As atitutes intempestivas dos senadores Arthur Virgilio (PSDB-AM) e Heloísa Helena (PSOL-AL) e do deputado Antônio Carlos Magalhães Neto (PFL-BA), que ameaçaram “surrar” o presidente Luiz Inácio Lula da Silva, podem gerar processos administrativos e, segundo alguns dos especialistas consultados, acabar em cassação de mandato.
Os quatro especialistas em direito constitucional consultados por Última Instância entendem que os parlamentares extrapolaram seus direitos de livre manifestação. Dois deles, Pedro Estevão Serrano e Roberto B. Dias da Silva, afirmam que as atitudes podem até mesmo caracterizar quebra de decoro, o que seria passível de cassação.
O advogado Marcelo Figueiredo, diretor da Faculdade de Direito da PUC-SP, entende ser muito difícil a caracterização da quebra de decoro nesse caso. Para José Afonso da Silva, apesar da “exposição infeliz”, também não houve quebra de decoro, logo os senadores e o deputado não correm riscos de cassação.
A Constituição prevê, no artigo 53, que “os deputados e senadores são invioláveis, civel e penalmente, por quaisquer das suas opiniões, palavras ou votos”. Ou seja, parlamentares têm imunidade perante o Judiciário. No entanto, em caso de abusos, qualquer pessoa (da sociedade civil ou política) que se sinta lesada pode entrar com representação na Procuradoria da Câmara pela instauração do processo administrativo.
Na terça-feira (1º/11) o senador Arthur Virgilio (PSDB-AM) ameaçou dar uma “surra” no presidente da República Luiz Inácio Lula da Silva alegando que seus filhos estão sendo espionados pelo governo. A ameaça foi seguida pelo deputado do PFL, que acusou a Abin (Agência Brasileira de Inteligência) de monitorá-lo desde que ele se tornou sub-relator da CPI dos Correios. Na mesma onda, a senadora Heloisa Helena disse que “não seria capaz não”, mas que é capaz de bater em quem quer que seja caso toquem em um de seus filhos.
Para José Afonso da Silva, houve uma “exposição infeliz”, mas não há cabimento de processo por quebra de decoro parlamentar. “O parlamentar é inviolável, imune aos crimes”, afirma o jurista, que acredita que o parlamento é um local em que deve reinar um clima de cordialidade e respeito, mesmo com as diferenças partidárias.
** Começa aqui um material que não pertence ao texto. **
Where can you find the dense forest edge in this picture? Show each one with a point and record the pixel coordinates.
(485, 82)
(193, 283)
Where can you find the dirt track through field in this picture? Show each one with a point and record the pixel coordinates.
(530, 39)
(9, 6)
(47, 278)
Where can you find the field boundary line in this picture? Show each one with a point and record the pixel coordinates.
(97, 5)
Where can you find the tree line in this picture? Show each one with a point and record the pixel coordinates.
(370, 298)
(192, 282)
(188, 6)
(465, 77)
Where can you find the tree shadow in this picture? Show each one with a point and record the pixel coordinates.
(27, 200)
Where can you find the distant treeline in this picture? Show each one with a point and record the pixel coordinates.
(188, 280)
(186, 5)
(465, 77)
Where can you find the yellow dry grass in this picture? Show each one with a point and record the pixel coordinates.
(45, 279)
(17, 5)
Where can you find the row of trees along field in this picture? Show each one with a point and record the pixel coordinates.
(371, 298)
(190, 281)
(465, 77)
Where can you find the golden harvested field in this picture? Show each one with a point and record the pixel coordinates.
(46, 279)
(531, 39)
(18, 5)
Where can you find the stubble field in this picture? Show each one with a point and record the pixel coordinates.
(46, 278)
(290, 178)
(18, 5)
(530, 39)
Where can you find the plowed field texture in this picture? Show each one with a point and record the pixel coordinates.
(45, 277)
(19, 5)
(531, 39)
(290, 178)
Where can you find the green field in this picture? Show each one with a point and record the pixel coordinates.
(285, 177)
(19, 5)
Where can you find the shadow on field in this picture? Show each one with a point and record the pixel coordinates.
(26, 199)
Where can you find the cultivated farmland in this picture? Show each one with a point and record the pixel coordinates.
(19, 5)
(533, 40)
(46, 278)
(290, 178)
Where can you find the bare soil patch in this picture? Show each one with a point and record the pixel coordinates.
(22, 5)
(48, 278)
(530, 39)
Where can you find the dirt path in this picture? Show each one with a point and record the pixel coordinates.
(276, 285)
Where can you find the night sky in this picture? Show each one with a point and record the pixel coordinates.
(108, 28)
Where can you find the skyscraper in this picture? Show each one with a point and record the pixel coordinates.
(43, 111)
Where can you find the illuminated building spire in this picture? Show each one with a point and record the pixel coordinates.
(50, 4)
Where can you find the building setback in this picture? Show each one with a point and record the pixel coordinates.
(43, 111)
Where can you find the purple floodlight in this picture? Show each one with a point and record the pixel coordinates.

Marcelo Fiqueiredo afirma que se a Corregedoria da Câmara receber alguma representação, ela pode se manisfestar e abrir um processo administrativo por quebra de decoro. Mas, para ele, os acontecimentos demonstram “uma manifestação política, não parlamentar” e, por isso, é dificil que haja caracterização de quebra de decoro. “Foi cometido um excesso, mas não um crime contra a honra (como ofensa ou injúria). Foi um abuso, um destempero verbal”.
Já Roberto B. Dias da Silva afirma que houve “abuso da prerrogativa de se manifestar sem caracterização de ilícito”. Ele acredita que o limite da imunidade é o decoro parlamentar, que houve abuso e que há possibiliade de cassação de mandatos. “A Constituição só fala em perda do mandado (como conseqüência de uma decisão administrativa), mas também há os regimentos internos”, lembra.
De acordo com o Código de Ética e Decoro Parlamentar da Câmara, caso um deputado seja chamado a responder em um processo administrativo, as penas podem ser quatro: censura verbal ou escrita, suspensão das prerrogativas regimentares, suspensão temporária do mandato e, como na Constituição, perda do mandato.
Pedro Estevam Serrano aponta uma outra questão: a quebra de decoro pode ser resultado não das palavras usadas pelos parlamentares, mas sim do local onde foram empregadas. Para ele, foi violado o princípio de paz social dentro do Congresso, uma instância de conflito político que deve prezar pelo princípio da paz social, inerente à democracia.